Design and performance in the first flight of the transition radiation detector and charge detector of the CREAM balloon instrument

• Published in: Nuclear instruments & methods in physics research. Section A, Accelerators, spectrometers, detectors and associated equipment Vol. 572; no. 1; pp. 485 - 487
• Main Authors: Coutu, S., Ahn, H.S., Allison, P., Bagliesi, M.G., Beatty, J.J., Bigongiari, G., Boyle, P., Brandt, T.J., Childers, J.T., Conklin, N.B., DuVernois, M.A., Ganel, O., Han, J.H., Hyun, H.J., Jeon, J.A., Kim, K., Lee, J.K., Lee, M.H., Lutz, L., Maestro, P., Malinine, A., Marrocchesi, P.S., Minnick, S., Mognet, S.I., Nutter, S., Park, N.H., Park, H., Park, I.H., Seo, E.S., Sina, R., Swordy, S., Wakely, S.P., Wu, J., Yang, J., Yoon, Y.S., Zei, R., Zinn, S.
• Format: Journal Article
• Language: English
• Published: Elsevier B.V 01.03.2007
• Subjects: Charge; Cherenkov detector; Cosmic ray; Transition radiation; 29.40.Ka; 29.40.Mc; 96.50.sb; Cherenkov detector; Transition radiation; Charge; Cosmic ray; 29.40.Cs; 95.85.Ry; 95.55.Vj
• ISSN: 0168-9002; 1872-9576
• DOI: 10.1016/j.nima.2006.10.241

The Cosmic Ray Energetics And Mass (CREAM) instrument flew on a high altitude balloon in Antarctica in 2004–2005 for a record breaking 42 days.
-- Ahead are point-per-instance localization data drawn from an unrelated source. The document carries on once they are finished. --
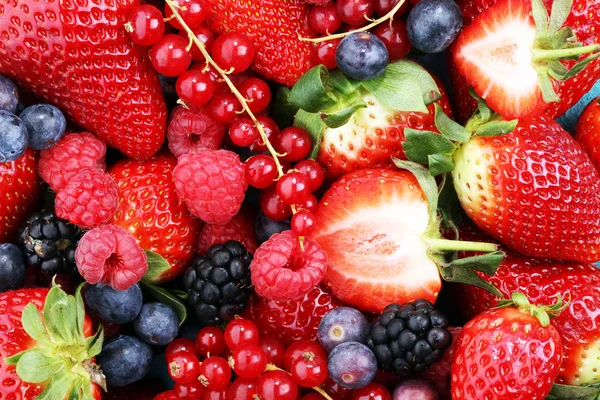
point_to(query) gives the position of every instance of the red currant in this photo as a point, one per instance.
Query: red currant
(169, 56)
(277, 385)
(210, 341)
(298, 348)
(147, 25)
(240, 331)
(294, 142)
(249, 361)
(395, 38)
(309, 370)
(193, 13)
(272, 206)
(257, 92)
(233, 52)
(215, 373)
(195, 87)
(293, 188)
(355, 12)
(261, 171)
(184, 367)
(324, 19)
(313, 171)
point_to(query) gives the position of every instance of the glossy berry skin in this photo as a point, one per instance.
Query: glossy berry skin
(147, 25)
(169, 55)
(488, 349)
(233, 52)
(361, 56)
(434, 24)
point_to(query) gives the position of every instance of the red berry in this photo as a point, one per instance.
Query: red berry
(215, 373)
(184, 367)
(355, 12)
(193, 12)
(195, 87)
(272, 206)
(243, 132)
(249, 360)
(395, 39)
(169, 55)
(282, 270)
(274, 350)
(324, 19)
(210, 341)
(313, 171)
(257, 92)
(233, 52)
(277, 385)
(309, 370)
(147, 25)
(293, 188)
(294, 142)
(240, 331)
(108, 254)
(298, 348)
(243, 389)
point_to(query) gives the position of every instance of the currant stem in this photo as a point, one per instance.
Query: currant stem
(389, 15)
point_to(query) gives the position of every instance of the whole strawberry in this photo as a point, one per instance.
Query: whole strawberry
(78, 56)
(511, 352)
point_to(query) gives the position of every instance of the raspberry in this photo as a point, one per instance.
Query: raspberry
(194, 129)
(108, 254)
(212, 183)
(281, 270)
(71, 155)
(89, 199)
(240, 228)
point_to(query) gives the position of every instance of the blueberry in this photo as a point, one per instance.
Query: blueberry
(412, 389)
(157, 324)
(265, 227)
(9, 95)
(46, 124)
(342, 324)
(433, 25)
(13, 137)
(12, 267)
(118, 306)
(124, 360)
(352, 365)
(361, 56)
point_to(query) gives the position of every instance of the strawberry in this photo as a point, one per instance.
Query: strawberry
(274, 26)
(34, 324)
(21, 185)
(507, 353)
(151, 211)
(78, 56)
(583, 20)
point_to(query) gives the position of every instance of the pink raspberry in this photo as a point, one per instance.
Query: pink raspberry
(108, 254)
(281, 270)
(194, 129)
(71, 155)
(89, 199)
(212, 183)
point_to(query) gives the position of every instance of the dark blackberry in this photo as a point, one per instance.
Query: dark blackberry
(218, 284)
(50, 242)
(409, 338)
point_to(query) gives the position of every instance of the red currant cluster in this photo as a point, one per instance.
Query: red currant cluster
(262, 367)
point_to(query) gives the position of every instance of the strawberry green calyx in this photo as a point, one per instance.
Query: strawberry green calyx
(61, 356)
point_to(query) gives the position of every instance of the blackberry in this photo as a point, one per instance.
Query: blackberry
(409, 338)
(219, 284)
(50, 242)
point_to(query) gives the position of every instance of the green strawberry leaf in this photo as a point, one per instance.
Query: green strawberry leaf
(157, 265)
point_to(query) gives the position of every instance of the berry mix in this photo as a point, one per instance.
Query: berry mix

An array of detectors was deployed to identify cosmic rays and measure their energies up to several hundred TeV. A major science goal is the measurement of secondary nuclei at high energy (produced by spallation reactions of heavier cosmic rays in the interstellar medium). This is done with a transition radiation detector using xenon-filled proportional tubes, and charge identification devices comprising plastic scintillator and Cherenkov counters. Accurate and stable performance of these detectors is necessary for the reliable identification of the secondary nuclei. The design of these detectors and their performance in flight are discussed, and preliminary data presented.